SHOSTAKOVICH Chamber Symphony STRAUSS Metamorphosen

Record and Artist Details

Composer or Director: Dmitri Shostakovich, Richard Strauss

Genre:

Orchestral

Label: Rubicon

Media Format: CD or Download

Media Runtime: 52

Mastering:

DDD

Catalogue Number: RCD1009

RCD1009. SHOSTAKOVICH Chamber Symphony STRAUSS Metamorphosen

Tracks:

Composition Artist Credit
Chamber Symphony (arr of String Quartet No 8) Dmitri Shostakovich, Composer
Baltic Chamber Orchestra
Dmitri Shostakovich, Composer
Emmanuel Leducq-Barome, Conductor
Metamorphosen Richard Strauss, Composer
Baltic Chamber Orchestra
Emmanuel Leducq-Barome, Conductor
Richard Strauss, Composer
Rarely have I been as moved by Strauss’s ‘Study for 23 solo strings’, his in memoriam to a severely bruised culture and to bombed Munich in particular, as I was when listening to this rich-textured recording by the Baltic Chamber Orchestra. Although the chosen tempos are comparatively broad, Emmanuel Leducq-Barôme keeps you on the edge of your seat, principally by achieving maximum tension at the crest of each phrase. Of course the Eroica denouement is obvious right from the start (though other works are alluded to throughout the piece) but when Strauss finally makes his quotation blatant – on cellos and basses at the end of the work – the hairs on the back of my neck all but bristled. I’ve heard versions of Metamorphosen that are dead in the water right from the off (the work can, if clumsily handled, virtually define musical lugubriousness), but this certainly isn’t one of them.

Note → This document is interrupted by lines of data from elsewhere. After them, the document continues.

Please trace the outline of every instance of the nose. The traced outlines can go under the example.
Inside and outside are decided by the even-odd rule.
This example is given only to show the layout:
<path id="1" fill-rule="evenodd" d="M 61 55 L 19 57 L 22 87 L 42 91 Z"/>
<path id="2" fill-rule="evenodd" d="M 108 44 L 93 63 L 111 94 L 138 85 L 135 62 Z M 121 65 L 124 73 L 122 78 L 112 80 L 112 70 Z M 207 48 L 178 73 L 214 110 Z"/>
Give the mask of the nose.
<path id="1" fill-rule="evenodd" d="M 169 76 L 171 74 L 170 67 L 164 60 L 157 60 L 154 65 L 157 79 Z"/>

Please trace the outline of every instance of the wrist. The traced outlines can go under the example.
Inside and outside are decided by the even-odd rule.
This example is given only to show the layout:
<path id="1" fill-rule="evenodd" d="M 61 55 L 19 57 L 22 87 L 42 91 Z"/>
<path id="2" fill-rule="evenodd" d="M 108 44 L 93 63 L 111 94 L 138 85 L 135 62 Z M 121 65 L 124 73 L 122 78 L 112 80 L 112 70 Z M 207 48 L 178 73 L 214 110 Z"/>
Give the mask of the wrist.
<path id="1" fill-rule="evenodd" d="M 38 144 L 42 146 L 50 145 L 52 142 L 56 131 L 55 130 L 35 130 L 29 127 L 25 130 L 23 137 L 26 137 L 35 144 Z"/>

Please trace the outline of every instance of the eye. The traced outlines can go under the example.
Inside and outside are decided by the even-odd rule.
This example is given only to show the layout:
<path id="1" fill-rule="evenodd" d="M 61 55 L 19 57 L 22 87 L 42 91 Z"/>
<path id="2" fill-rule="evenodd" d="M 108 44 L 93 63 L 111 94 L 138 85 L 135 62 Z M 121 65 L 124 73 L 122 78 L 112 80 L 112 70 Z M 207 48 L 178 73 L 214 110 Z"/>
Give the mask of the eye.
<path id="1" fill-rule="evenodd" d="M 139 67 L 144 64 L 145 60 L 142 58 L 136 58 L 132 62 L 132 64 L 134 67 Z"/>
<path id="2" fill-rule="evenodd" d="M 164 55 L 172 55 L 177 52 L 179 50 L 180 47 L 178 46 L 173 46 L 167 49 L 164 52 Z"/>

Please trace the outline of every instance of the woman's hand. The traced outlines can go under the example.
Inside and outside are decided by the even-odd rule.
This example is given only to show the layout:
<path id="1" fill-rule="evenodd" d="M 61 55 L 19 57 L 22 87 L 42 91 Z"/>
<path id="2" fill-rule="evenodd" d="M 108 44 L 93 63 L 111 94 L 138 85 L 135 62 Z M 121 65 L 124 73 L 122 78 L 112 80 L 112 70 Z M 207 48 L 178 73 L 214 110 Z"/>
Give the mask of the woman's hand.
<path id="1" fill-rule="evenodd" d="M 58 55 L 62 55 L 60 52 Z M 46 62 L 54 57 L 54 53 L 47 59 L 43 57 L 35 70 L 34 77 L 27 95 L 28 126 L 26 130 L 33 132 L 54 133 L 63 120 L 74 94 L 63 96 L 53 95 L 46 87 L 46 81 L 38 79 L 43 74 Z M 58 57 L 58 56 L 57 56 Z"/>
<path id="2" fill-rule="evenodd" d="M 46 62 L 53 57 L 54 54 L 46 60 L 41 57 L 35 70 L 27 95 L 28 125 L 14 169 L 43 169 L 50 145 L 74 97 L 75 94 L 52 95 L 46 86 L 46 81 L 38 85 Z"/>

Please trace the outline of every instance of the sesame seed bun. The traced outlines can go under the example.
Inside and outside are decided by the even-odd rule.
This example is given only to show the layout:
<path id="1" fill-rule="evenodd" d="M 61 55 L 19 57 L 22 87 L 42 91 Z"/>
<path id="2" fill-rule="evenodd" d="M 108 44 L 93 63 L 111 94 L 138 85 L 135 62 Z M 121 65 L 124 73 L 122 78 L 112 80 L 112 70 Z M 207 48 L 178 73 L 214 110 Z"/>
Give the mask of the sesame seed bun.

The notion of coupling it with that other great memorial to a shattered German city (Dresden), Shostakovich’s Eighth Quartet – here filled out as a C minor ‘Chamber Symphony’ by Rudolf Barshai – is in itself a stroke of genius. Again the playing suggests maximum commitment, with a palpable sense of mystery in the opening Largo, full‑on energy and slashing accents in the Allegro molto, an uncomfortable feeling of delicacy for the cynical Allegretto and vivid reportage of the shuddering gunfire that informs the fourth-movement Largo. Still, good though Leducq-Barôme’s performance is, I must voice a definite preference for the original quartet version: loudly proclaiming this troubling narrative isn’t quite the same as confiding it among friends. That aside, Leducq-Barôme and his players make it work as well as virtually anyone else on disc does.

This is the sort of CD that might profitably convert those who see concert music as ‘irrelevant’: it addresses the world as is; and if ultimately it can’t spell positive closure (as, say, Beethoven’s Fifth can), it does at least offer some grounds for compassion.